Vaches favorites - Un rêve réalisé grâce à WHITNEY
Les descendants d’une génisse achetée aux enchères devraient améliorer le troupeau à l’avenir.
Jutta Berger, Collaboratrice scientifique
«Depuis longtemps, j’avais un œil sur la famille de vaches Morandale Unix RIVIÈRE», raconte Béat Piller de Pont-la-Ville FR, «car depuis des générations, les animaux issus de cette lignée ont régulièrement occupé la première place à EXPO Bulle». L’éleveur rêvait d’acquérir un jour une femelle de cette famille de vaches couronnée de succès de François Morand. «Lorsque j’ai vu qu’un veau de RIVIÈRE était proposé à la vente lors de la Swiss National Sale 2023, il a tout de suite été clair que j’allais investir!» Béat s’est réjoui de l’attribution de WHITNEY, alors âgée de 2 mois. «Elle me tient vraiment à cœur», souligne-t-il.

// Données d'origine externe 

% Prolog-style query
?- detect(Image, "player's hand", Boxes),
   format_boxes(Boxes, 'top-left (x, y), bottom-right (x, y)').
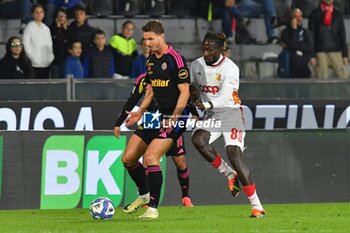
top-left (195, 100), bottom-right (205, 111)
top-left (125, 111), bottom-right (142, 127)
top-left (310, 57), bottom-right (317, 66)
top-left (290, 17), bottom-right (297, 30)
top-left (343, 57), bottom-right (348, 65)
top-left (113, 126), bottom-right (121, 138)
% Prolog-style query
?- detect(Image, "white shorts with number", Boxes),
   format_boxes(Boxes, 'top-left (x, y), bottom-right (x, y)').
top-left (193, 107), bottom-right (246, 149)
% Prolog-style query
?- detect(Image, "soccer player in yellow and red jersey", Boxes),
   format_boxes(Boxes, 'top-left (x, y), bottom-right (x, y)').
top-left (190, 32), bottom-right (265, 218)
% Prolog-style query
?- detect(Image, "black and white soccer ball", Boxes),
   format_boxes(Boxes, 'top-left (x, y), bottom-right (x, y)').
top-left (89, 197), bottom-right (115, 220)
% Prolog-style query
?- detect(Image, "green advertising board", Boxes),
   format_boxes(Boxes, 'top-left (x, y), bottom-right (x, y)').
top-left (40, 135), bottom-right (127, 209)
top-left (0, 136), bottom-right (3, 199)
top-left (82, 136), bottom-right (126, 208)
top-left (41, 136), bottom-right (85, 209)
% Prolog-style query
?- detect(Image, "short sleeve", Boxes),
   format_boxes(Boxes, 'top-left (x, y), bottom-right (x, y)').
top-left (170, 54), bottom-right (190, 84)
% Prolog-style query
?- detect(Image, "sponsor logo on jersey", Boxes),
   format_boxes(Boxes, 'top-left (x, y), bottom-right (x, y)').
top-left (151, 79), bottom-right (170, 87)
top-left (216, 74), bottom-right (221, 81)
top-left (200, 85), bottom-right (220, 94)
top-left (178, 69), bottom-right (189, 79)
top-left (161, 62), bottom-right (167, 70)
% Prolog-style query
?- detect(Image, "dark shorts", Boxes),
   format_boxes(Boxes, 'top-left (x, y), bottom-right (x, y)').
top-left (134, 128), bottom-right (186, 157)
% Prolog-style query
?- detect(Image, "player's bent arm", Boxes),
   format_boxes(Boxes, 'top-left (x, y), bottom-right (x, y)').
top-left (125, 86), bottom-right (154, 127)
top-left (189, 84), bottom-right (202, 105)
top-left (172, 83), bottom-right (190, 122)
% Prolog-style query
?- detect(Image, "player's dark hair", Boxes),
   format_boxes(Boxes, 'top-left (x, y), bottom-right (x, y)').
top-left (203, 32), bottom-right (226, 49)
top-left (142, 20), bottom-right (164, 35)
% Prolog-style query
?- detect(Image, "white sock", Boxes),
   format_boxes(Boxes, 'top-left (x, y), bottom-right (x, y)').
top-left (247, 191), bottom-right (264, 211)
top-left (217, 159), bottom-right (235, 179)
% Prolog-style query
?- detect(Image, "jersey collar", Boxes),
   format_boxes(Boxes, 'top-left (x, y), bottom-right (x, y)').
top-left (210, 54), bottom-right (225, 67)
top-left (164, 45), bottom-right (173, 54)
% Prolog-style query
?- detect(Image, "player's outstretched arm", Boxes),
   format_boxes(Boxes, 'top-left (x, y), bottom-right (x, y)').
top-left (125, 86), bottom-right (154, 127)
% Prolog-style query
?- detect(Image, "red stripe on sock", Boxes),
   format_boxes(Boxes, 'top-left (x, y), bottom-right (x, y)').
top-left (243, 183), bottom-right (256, 197)
top-left (211, 154), bottom-right (222, 169)
top-left (125, 161), bottom-right (141, 171)
top-left (177, 168), bottom-right (190, 179)
top-left (147, 165), bottom-right (162, 173)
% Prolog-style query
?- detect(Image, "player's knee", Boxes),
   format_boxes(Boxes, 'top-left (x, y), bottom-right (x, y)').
top-left (226, 145), bottom-right (242, 163)
top-left (191, 130), bottom-right (207, 148)
top-left (143, 152), bottom-right (158, 166)
top-left (122, 155), bottom-right (135, 167)
top-left (173, 156), bottom-right (187, 170)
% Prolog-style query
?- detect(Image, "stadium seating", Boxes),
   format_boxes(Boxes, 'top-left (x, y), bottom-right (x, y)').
top-left (0, 0), bottom-right (20, 19)
top-left (166, 0), bottom-right (197, 17)
top-left (88, 0), bottom-right (114, 17)
top-left (274, 0), bottom-right (291, 26)
top-left (334, 0), bottom-right (346, 14)
top-left (291, 0), bottom-right (318, 16)
top-left (116, 0), bottom-right (143, 16)
top-left (143, 0), bottom-right (166, 17)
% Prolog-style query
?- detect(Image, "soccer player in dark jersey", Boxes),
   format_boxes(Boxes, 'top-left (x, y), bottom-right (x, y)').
top-left (120, 20), bottom-right (191, 219)
top-left (114, 73), bottom-right (194, 208)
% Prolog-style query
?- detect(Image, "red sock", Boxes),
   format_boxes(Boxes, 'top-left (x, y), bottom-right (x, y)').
top-left (243, 183), bottom-right (256, 197)
top-left (210, 154), bottom-right (222, 168)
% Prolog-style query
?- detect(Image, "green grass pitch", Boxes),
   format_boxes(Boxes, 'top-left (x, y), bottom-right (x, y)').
top-left (0, 203), bottom-right (349, 233)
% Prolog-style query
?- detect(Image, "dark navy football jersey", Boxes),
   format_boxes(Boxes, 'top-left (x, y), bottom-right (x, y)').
top-left (145, 45), bottom-right (190, 115)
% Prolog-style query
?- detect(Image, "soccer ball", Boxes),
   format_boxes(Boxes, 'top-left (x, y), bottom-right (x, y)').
top-left (89, 197), bottom-right (115, 220)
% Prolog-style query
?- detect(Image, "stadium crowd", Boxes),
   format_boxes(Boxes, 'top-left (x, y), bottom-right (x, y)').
top-left (0, 0), bottom-right (349, 79)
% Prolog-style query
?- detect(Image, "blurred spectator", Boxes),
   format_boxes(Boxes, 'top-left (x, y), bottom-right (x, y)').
top-left (131, 38), bottom-right (150, 79)
top-left (109, 20), bottom-right (138, 79)
top-left (50, 7), bottom-right (69, 79)
top-left (83, 29), bottom-right (115, 78)
top-left (0, 37), bottom-right (33, 79)
top-left (67, 4), bottom-right (96, 61)
top-left (23, 4), bottom-right (54, 79)
top-left (204, 0), bottom-right (278, 44)
top-left (236, 0), bottom-right (278, 44)
top-left (64, 40), bottom-right (83, 78)
top-left (309, 0), bottom-right (348, 79)
top-left (45, 0), bottom-right (85, 26)
top-left (279, 8), bottom-right (313, 78)
top-left (19, 0), bottom-right (33, 33)
top-left (207, 0), bottom-right (244, 42)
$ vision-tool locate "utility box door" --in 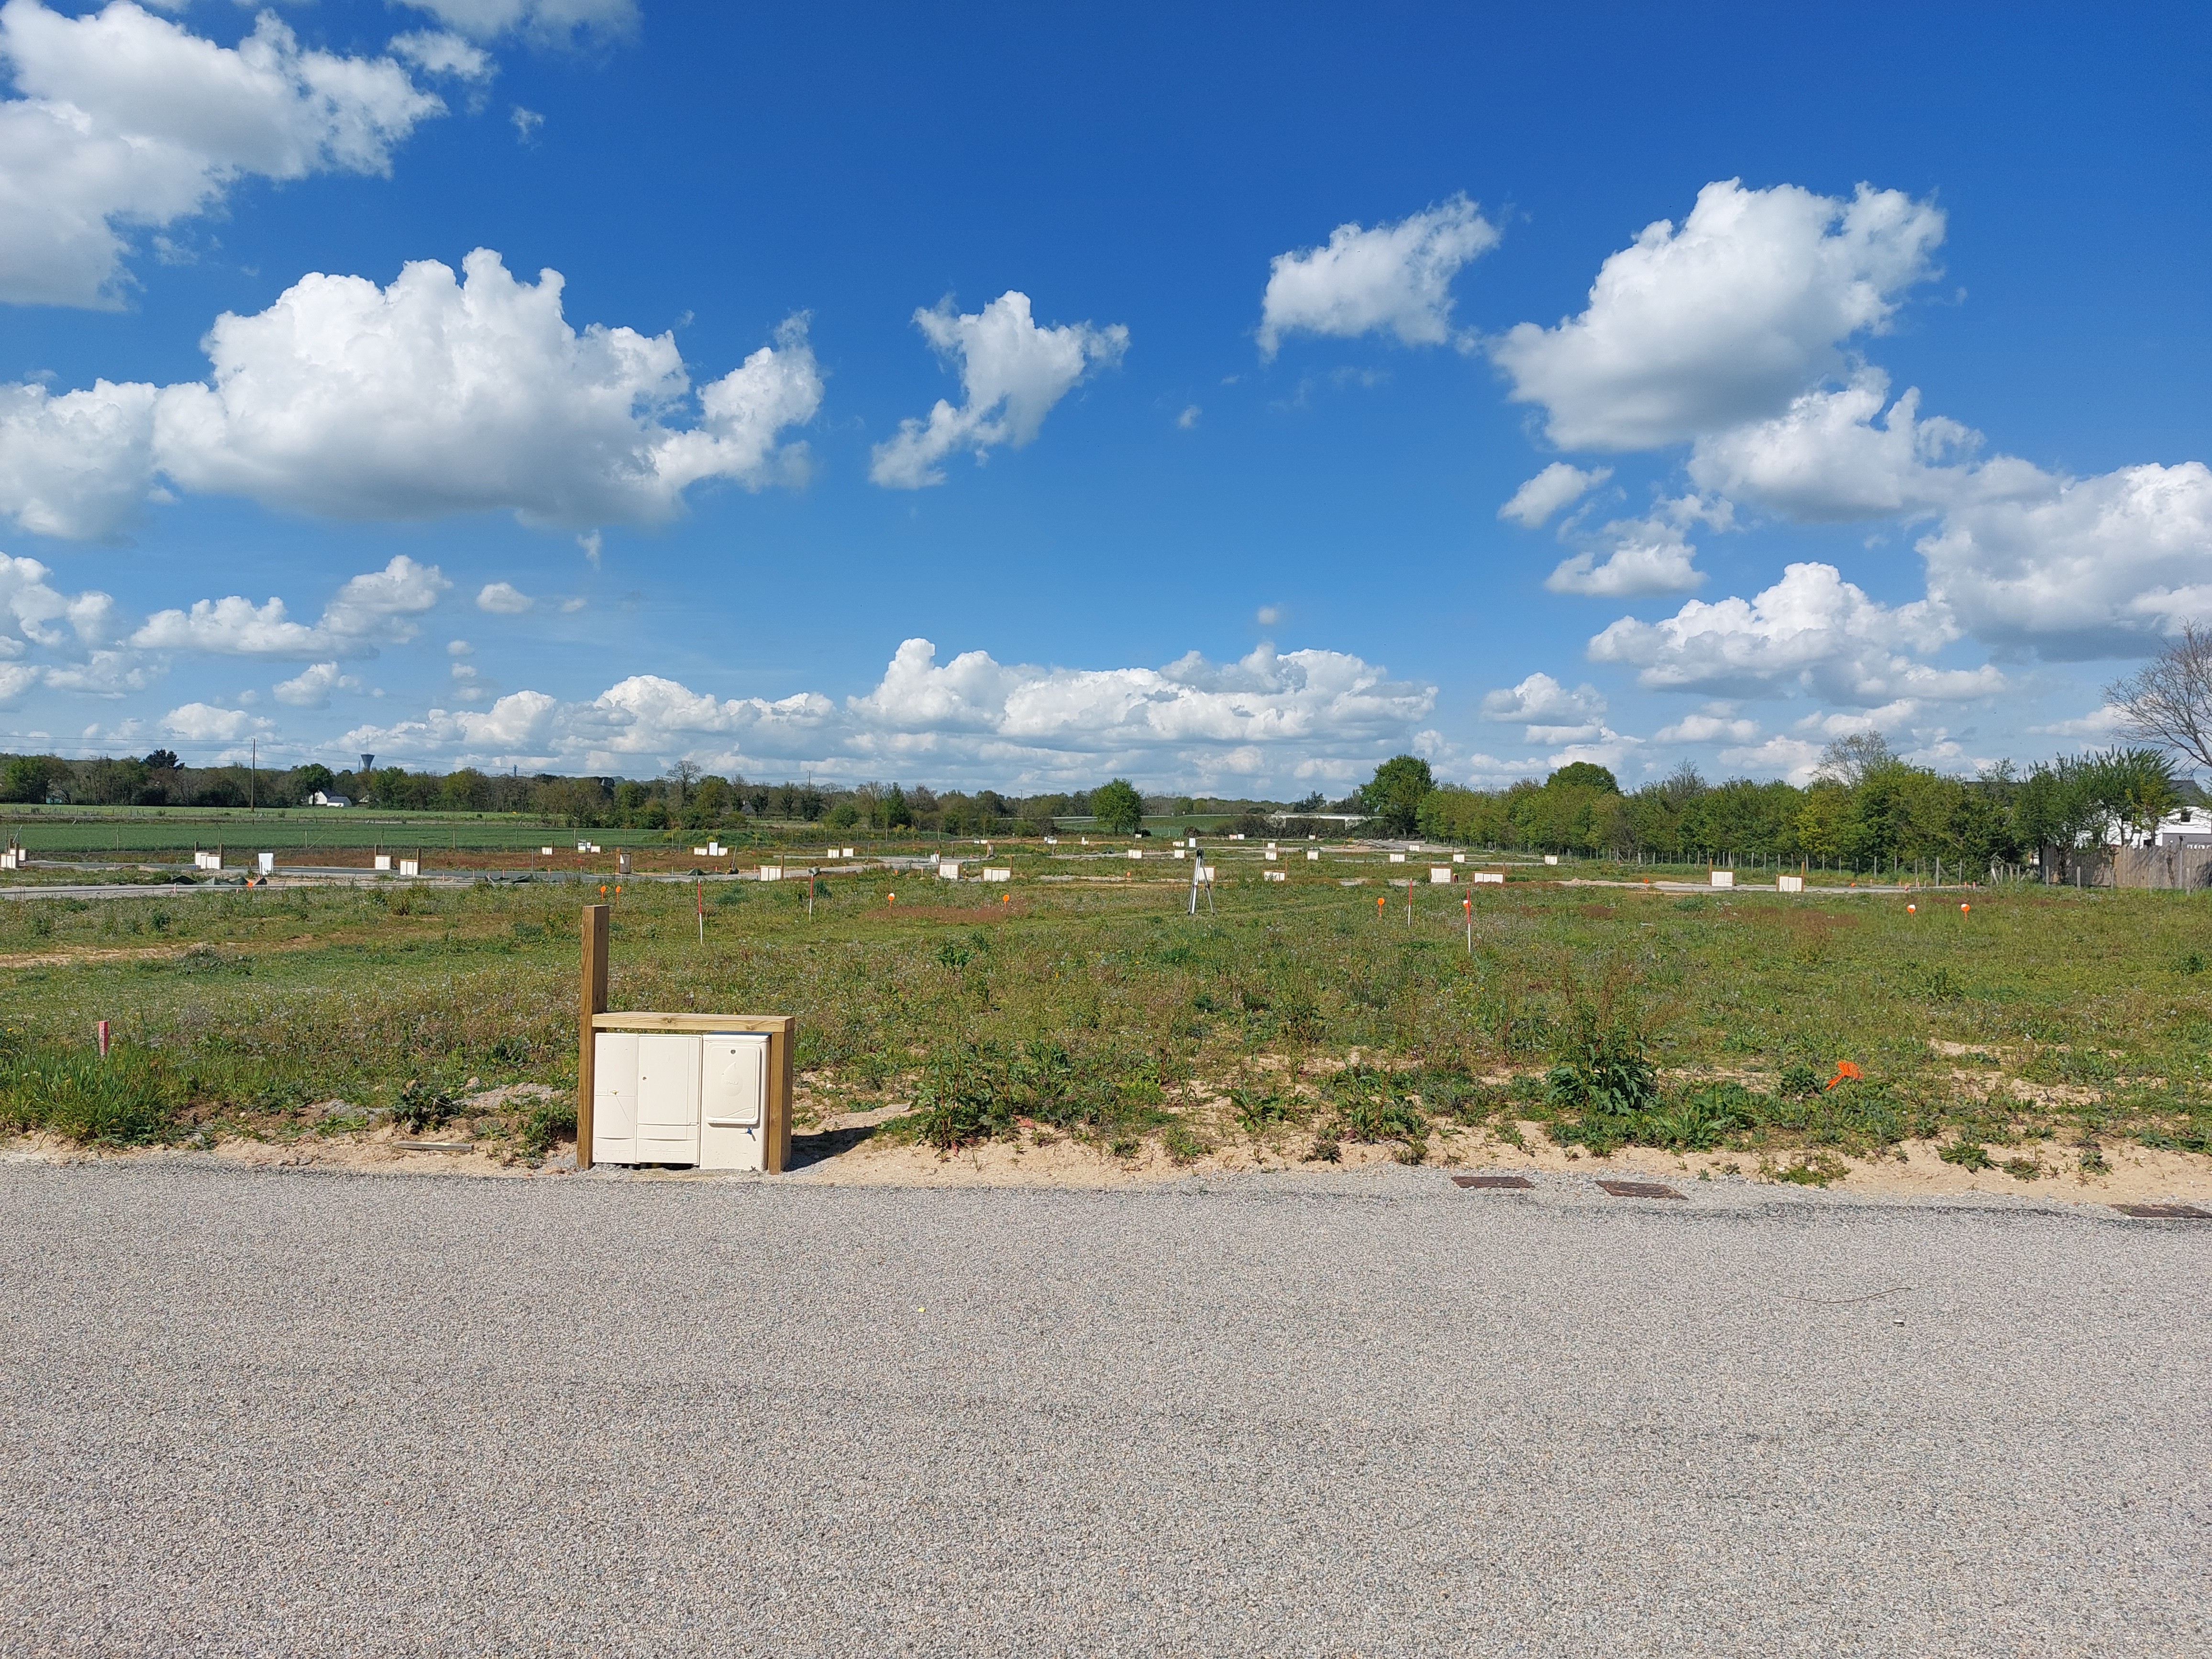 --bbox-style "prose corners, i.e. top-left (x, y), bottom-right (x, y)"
top-left (699, 1034), bottom-right (770, 1172)
top-left (592, 1031), bottom-right (640, 1164)
top-left (635, 1033), bottom-right (701, 1164)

Un terrain inconnu: les transferts d’embryons
Avec la génisse de ses rêves, Béat souhaitait élever le niveau zootechnique de son propre troupeau et donc avoir le plus grand nombre possible de veaux femelles de WHITNEY. Bien qu’il soit un éleveur passionné, Béat n’avait jusqu’à présent aucune expérience avec les embryons. «J’ai donc appelé Thomas Mori de l’équipe de production d’embryons de Swissgenetics pour qu’il me conseille. Il m’a expliqué en détail les deux possibilités qui s’offraient pour WHITNEY: soit on la rinçait, soit on lui ponctionnait les ovaires et on faisait féconder les ovules en laboratoire. Thomas m’a dit que du point de vue de la procédure, il serait plus avantageux pour moi de transférer ma génisse à Anet et d’y faire une production in vitro. Comme je passe l’été à l’alpage avec tout mon troupeau à 1’650 mètres d’altitude, une collecte d’embryons conventionnelle aurait été compliquée, voire impossible. À Anet, WHITNEY est entre de bonnes mains pendant notre saison d’alpage.» La famille Piller exploite l’alpage de Vounetz au-dessus de Charmey FR.
Éviter les risques
L’estivage en montagne n’étant jamais sans risque pour les animaux, il était important pour Béat Piller de pouvoir stocker des embryons de sa précieuse génisse avant qu’elle ne monte pour la première fois à l’alpage. «Ainsi, la probabilité que j’aie effectivement un jour des descendants de WHITNEY est nettement plus élevée», dit-il, «je garantis que les accouplements qui seront faits avec elle donneront des vaches fortes avec des pis formidables et les meilleurs membres, et qui seront fonctionnelles à l’alpage. C’est ce dont nous avons besoin ici.»
Les embryons sont encore congelés
Le premier objectif de Béat Piller est atteint: 25 embryons femelles de WHITNEY ont déjà été congelés. Le deuxième objectif, qui consiste à avoir des gestations à partir de ces embryons, reste à atteindre. «Nous n’avons encore transféré aucun de mes embryons», explique l’éleveur, «nous attendons le mois de décembre pour que les receveuses soient à la crèche avec une ration hivernale stable et que les futurs vêlages soient compatibles avec la saison d’alpage.» Béat a également un plan concret pour l’été prochain: «J’ai envisagé de placer les génisses receveuses qui porteront alors, je l’espère, les embryons de WHITNEY dans un pâturage séparé, juste à côté du chalet d’alpage, afin de réduire au maximum le risque d’accident pour elles.»
Ne pas surcharger l’exploitation
Thomas Mori attire l’attention sur ces aspects importants du transfert d’embryons: «Obtenir des embryons est une chose; d’ici à ce qu’ils donnent effectivement naissance à des veaux, une gestation et un vêlage doivent encore suivre. Et pour que les animaux produisent ensuite du lait, il faut encore que l’élevage se passe le mieux possible.» C’est pourquoi il faut d’abord accorder une attention particulière aux receveuses, puis réfléchir à long terme: «Nous ne recommandons en aucun cas de transférer des embryons sur trop de receveuses à la fois. Au contraire, il faut planifier les transferts de telle sorte qu’en cas de succès, la main-d’œuvre de l’exploitation et la place dans l’aire de vêlage et dans l’étable des veaux soient suffisantes. Il est conseillé d’anticiper et de transférer les embryons avec un léger décalage dans le temps.» Thomas souligne que les veaux PIV ont tous besoin d’une bonne surveillance de la naissance et de colostrum – et surtout: «d’une excellente hygiène!» L’expérience de l’équipe de production d’embryons montre aujourd’hui que ces veaux sont effectivement plus délicats que les veaux issus d’une insémination.